Maybe I hadn’t fully examined the “last time” nature of this recent life shift: LB standing there in his uniform, hat perched nattily on his head, expression on his face wavering between excitement and nervousness but eventually falling into “determined to be brave”–the one that pierces my heart the most. And then, he was inside the classroom, along with all the other kids, the parents remaining outside scattered, and I realised what I so often forget: life is almost always full of grief.

It’s the laugh/cry emoji in real time, these moments that are called both bitter and sweet, that hurt and bring freedom, that feel good and bad and everything in between. I walked around town that morning free of hands reaching for mine, free of questions without answers pelting me, free of urgent bathroom requests, but also devoid of the buddy I’ve had for the last three years.

It was, like so much, a little of everything.

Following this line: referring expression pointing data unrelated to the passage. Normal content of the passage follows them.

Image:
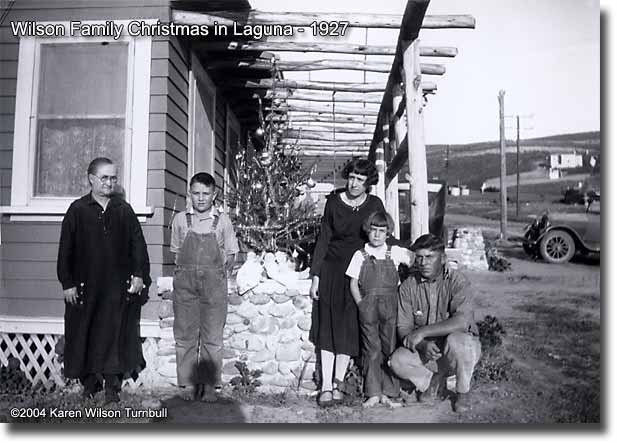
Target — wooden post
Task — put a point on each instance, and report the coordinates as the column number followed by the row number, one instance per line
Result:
column 380, row 162
column 518, row 172
column 399, row 132
column 418, row 186
column 502, row 174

As was one afternoon last week, when the boys and I headed down to our favourite after-school setting, the beach at a local sailing club, and they slurped ice cream then hit the sand and water while the grownups had a drink. After a few minutes of happily building villages in the sand, TK sought involvement with the group, who were jumping from a nearby pier. LB was already racing around with them, abstaining from the jumps, and I heard TK ask one of the kids if he could play with them.

It nearly broke my heart. But that’s because projection is a hell of a drug, and my own isolation as a child was coming back to haunt me. But that wasn’t happening here.

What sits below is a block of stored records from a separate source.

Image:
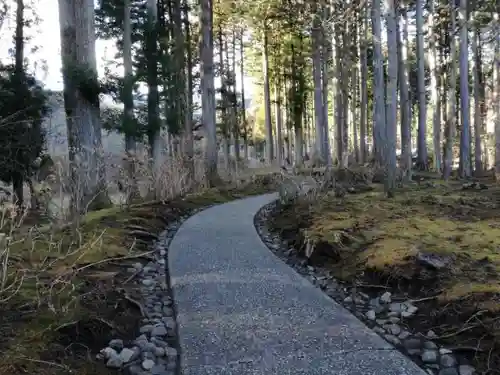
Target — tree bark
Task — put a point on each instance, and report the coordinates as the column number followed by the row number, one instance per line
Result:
column 208, row 93
column 81, row 101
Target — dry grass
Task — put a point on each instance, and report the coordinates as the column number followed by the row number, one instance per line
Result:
column 367, row 239
column 64, row 289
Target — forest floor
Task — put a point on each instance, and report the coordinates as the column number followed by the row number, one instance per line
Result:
column 72, row 290
column 435, row 242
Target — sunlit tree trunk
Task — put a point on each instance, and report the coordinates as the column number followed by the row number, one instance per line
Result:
column 392, row 98
column 422, row 162
column 465, row 165
column 378, row 83
column 406, row 157
column 451, row 110
column 88, row 177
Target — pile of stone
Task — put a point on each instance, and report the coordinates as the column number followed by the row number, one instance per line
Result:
column 382, row 313
column 155, row 350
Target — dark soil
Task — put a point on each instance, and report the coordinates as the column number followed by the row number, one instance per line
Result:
column 35, row 340
column 459, row 302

After he asked a few times and his friend finally heard him, TK realised he had a choice to make: abstain from the jump like LB had chosen, or…not. I could see him weighing the options there on the pier. He looked up at me. I walked over.

“I’ll do it with you,” I told him, not sure I even wanted to, but when’s the last time that mattered to a mother? His friends began to cheer him on. My heart was being reassembled there on the dock. I honestly didn’t know, though, what he was going to do: he stepped forward, then pulled back, about a dozen times.

Then…something shifted. I felt his resolve, whether through his hand or our connected hearts and souls, I don’t know, but I looked at him and I knew: he was going to do it. He stepped toward the edge, his hand still in mine, and then–he let go.

The kids cheered. LB sloshed toward him through the water and bear-hugged him (then bravely refused to do the jump himself). I was reminded that my childhood is not TK’s, and vice versa. And that everything that is right also hurts a little, because of the letting go.

And yesterday? At his school’s swim carnival? He swam twenty-five meters. To more cheers.

So this morning, after such displays of bravery from my kids (and an absence of accompaniment by them), I headed down to the beach to do the thing I’ve been thinking and talking about but haven’t, yet. I put on my cap and goggles, and I sloshed toward it: the open water. I fully, finally, submerged myself in the Pacific.

At first I felt I’d drown, because the pool doesn’t have waves or fish or currents, and it does have a line that keeps me going straight. But after a few minutes, my strokes became more sure and I looked around at this world: unpredictable and vast, and adjacent to the old one, but still somehow brand new.